Rozema geeft de benaming ditmaal aan een andere toestand. In Paradijs gold die tweemaal een dierentuin. Het gedicht 'Paradijs' opent zo: 'Gisteren, God, ben ik weer in uw dierentuin beland. / Het restje paradijs waar onze soort nog tuinman is.' Evenals in de cyclus volgt een weinig opzienbarende bespiegeling van enkele diersoorten en de menselijke bedrijvigheid in de dierentuin. Er is bewondering, vertedering, even een lichte idealisering. Toch hebben beide al elementen die in het geciteerde gedicht uit Blauwe plekken pregnanter naar voren komen. Er is beslotenheid die je gevangenschap kunt noemen. De dieren zijn opgesloten in een reservaat van postzegelformaat. Bij een enkeling wordt ontheemding vastgesteld. Het paradijselijke is illusoir. De dierentuin is alleen een paradijs als je hem zo noemt, en die benoeming krijgt daarmee een schrille ondertoon. De cyclus eindigt met de desillusie: 'in dit heelal van weerkaatsende / voorjaarsgeruchten bedriegt de schijn.' Schoonheid, begrenzing, gevangenschap keren in 'De wereldrand' terug. Daarbij komen ontsnappingspogingen en beelden van destructie.
Een belangrijk verschil tussen het paradijs uit het openingsgedicht en het dierentuinparadijs vormt de afstand. Dit paradijs is veel dichterbij. Het bestaat uit de eigen leefomgeving. De eerste strofe geeft een verstild beeld van een koesterende beslotenheid. Er is een belofte van overvloed in de bomen - pruimen, geen appels! En dit paradijs is veel verder weg. Het is voorbij. De verleden tijd geeft aan dat het gaat om een herinnering aan een verlaten wereld.
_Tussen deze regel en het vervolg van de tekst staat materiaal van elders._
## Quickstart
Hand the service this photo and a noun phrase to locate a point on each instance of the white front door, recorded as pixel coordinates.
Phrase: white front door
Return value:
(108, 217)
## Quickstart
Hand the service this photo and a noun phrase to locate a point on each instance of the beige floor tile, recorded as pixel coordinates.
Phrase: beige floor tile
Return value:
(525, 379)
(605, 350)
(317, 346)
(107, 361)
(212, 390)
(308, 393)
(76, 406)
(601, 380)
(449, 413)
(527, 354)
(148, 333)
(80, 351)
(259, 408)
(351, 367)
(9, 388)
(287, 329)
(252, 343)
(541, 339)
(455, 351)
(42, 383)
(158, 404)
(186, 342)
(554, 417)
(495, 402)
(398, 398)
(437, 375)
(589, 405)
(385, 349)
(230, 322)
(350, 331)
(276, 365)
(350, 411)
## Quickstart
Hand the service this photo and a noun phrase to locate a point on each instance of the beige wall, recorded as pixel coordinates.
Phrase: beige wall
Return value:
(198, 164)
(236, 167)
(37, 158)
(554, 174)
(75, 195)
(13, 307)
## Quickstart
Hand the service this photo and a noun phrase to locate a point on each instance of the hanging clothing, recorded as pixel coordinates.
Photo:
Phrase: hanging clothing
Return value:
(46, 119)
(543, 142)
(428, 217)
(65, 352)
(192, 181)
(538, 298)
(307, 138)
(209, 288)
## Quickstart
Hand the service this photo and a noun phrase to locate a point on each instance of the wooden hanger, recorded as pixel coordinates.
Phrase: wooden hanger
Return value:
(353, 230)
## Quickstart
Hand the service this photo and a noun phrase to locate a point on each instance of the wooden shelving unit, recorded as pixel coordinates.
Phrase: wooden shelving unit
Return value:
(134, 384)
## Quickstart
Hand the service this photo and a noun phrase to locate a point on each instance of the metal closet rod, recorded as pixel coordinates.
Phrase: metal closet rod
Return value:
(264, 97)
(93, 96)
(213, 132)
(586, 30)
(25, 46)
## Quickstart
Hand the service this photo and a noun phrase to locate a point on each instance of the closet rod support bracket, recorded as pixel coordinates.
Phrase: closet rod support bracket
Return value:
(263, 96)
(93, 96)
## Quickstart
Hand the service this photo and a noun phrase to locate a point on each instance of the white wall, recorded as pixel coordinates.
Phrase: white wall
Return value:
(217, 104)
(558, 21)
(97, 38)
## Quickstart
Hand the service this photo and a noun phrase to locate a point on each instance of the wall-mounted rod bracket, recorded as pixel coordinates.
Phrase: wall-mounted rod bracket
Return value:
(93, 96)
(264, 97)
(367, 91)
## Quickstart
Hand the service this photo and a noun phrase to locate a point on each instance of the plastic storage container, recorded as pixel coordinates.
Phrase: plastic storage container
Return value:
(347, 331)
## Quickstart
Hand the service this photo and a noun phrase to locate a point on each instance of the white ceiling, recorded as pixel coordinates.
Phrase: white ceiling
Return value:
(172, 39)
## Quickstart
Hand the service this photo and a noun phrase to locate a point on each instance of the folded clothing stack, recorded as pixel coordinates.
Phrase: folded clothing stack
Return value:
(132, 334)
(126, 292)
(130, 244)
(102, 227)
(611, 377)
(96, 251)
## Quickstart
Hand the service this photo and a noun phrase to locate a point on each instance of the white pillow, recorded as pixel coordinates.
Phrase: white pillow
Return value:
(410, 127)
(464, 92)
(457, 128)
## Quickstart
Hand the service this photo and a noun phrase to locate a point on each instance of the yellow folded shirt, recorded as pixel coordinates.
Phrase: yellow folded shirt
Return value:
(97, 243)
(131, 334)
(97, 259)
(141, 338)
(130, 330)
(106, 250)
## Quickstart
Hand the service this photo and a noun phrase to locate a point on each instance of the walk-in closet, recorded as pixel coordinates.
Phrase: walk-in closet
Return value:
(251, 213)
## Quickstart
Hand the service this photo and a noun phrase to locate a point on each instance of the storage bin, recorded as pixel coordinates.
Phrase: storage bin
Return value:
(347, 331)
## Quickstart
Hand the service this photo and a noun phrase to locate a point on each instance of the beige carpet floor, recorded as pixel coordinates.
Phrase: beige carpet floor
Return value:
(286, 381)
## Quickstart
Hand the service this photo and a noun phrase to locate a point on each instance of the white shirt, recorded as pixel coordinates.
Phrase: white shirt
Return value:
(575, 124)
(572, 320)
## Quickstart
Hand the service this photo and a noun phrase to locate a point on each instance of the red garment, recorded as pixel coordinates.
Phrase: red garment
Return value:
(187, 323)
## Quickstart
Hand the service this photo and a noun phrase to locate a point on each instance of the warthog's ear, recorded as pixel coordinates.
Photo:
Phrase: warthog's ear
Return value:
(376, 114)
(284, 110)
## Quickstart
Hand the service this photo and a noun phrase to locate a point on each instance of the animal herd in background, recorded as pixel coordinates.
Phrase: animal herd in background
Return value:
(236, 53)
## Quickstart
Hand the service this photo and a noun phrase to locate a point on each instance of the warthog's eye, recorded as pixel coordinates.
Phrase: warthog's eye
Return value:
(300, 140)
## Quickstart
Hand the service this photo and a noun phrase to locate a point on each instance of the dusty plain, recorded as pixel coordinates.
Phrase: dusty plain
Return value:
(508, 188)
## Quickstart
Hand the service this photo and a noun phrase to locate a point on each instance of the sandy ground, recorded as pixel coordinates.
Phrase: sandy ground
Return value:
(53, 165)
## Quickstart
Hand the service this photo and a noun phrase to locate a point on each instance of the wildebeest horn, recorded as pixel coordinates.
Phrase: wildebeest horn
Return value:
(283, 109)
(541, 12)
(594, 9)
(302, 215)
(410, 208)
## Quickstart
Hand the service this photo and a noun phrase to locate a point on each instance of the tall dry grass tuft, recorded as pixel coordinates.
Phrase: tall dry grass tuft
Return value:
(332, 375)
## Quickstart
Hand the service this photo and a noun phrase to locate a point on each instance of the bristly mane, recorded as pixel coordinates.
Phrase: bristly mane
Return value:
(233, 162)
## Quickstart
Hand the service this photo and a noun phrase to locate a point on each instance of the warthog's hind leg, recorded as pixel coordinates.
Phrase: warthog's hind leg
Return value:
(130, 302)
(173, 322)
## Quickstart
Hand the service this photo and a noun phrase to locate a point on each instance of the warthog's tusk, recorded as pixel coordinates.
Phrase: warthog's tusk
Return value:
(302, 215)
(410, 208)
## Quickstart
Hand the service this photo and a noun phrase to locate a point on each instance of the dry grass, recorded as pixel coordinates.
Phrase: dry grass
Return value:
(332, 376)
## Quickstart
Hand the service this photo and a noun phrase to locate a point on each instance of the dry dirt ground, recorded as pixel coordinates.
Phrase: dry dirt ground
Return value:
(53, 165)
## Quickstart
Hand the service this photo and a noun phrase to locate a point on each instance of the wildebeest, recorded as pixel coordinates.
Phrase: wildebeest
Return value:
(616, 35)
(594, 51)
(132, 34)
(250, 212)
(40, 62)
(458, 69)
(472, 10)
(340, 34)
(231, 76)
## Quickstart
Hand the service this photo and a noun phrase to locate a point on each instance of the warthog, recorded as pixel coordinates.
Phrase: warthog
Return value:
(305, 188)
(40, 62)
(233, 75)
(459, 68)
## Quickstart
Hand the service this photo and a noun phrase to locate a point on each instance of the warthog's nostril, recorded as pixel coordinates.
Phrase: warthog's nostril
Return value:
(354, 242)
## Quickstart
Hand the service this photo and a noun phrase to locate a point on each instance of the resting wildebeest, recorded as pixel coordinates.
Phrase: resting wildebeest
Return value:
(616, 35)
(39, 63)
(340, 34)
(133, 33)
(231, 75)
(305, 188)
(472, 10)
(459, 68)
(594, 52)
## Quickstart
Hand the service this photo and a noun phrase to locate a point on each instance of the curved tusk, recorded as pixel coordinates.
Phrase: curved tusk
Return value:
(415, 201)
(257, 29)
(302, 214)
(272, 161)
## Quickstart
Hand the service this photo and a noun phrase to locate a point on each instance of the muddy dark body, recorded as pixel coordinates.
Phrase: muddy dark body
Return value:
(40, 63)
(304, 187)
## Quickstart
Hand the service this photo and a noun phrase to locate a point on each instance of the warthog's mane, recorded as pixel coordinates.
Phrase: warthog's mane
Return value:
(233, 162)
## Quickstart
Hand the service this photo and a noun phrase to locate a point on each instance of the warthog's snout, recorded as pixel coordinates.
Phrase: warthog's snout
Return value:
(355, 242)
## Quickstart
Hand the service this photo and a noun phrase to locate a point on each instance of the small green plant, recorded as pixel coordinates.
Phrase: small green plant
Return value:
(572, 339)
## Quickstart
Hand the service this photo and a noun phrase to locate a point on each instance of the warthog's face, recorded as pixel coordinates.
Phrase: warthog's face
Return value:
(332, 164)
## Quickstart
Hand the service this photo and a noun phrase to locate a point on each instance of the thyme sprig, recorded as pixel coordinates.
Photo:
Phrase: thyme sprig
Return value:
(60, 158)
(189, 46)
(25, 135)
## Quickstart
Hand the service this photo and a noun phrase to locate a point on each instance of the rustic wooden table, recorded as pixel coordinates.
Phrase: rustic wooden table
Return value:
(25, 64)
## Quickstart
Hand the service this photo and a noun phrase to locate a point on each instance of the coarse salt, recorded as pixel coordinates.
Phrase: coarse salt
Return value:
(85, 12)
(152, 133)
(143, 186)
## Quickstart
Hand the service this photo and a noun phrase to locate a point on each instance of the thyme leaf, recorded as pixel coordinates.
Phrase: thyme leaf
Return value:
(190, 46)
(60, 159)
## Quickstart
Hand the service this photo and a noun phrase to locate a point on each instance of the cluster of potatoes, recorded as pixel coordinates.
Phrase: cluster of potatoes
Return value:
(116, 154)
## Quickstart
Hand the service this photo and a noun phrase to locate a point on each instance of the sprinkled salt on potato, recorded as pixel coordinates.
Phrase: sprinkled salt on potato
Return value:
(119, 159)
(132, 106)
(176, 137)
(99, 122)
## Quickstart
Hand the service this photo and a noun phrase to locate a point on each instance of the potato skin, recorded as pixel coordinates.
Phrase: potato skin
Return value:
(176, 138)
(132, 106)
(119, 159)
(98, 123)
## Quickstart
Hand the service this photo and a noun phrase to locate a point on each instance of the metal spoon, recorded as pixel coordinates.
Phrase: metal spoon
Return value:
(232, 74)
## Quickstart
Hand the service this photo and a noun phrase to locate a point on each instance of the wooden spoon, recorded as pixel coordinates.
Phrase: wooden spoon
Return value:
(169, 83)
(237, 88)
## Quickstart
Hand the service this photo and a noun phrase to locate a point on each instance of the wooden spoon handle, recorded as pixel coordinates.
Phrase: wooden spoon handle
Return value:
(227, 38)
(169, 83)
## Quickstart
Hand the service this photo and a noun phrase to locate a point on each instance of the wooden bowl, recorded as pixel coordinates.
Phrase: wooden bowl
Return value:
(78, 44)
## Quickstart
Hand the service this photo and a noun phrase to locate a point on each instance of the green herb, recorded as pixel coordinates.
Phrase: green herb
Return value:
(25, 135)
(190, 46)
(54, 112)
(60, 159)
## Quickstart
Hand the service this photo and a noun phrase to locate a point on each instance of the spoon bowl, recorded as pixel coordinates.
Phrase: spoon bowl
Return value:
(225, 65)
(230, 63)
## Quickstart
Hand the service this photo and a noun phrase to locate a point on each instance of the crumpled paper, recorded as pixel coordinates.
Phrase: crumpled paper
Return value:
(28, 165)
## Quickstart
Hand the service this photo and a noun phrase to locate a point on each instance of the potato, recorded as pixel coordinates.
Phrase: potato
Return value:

Kenmerkend voor de stijl van Rozema is de zin die de eerste anderhalve strofe beslaat. De dichter bouwt veel zinnen zo, dat woorden en zinsdelen niet in een vaste orde staan. Ze hebben daardoor geen vaste syntactische waarde. Dat heeft gevolgen voor de betekenis. Hier kronkelt de zin als een adder door het welige gras van de gesuggereerde idylle. Pas de vierde regel maakt duidelijk dat de kano groen is van ouderdom. In de derde regel moet de lezer het woord ouderdom nog als karakterisering van het paradijs beschouwen. En in poëzie worden opgeroepen betekenissen niet door nieuwe weerlegd of uitgewist. Ze vervlechten zich. Je raakt ze niet meer kwijt.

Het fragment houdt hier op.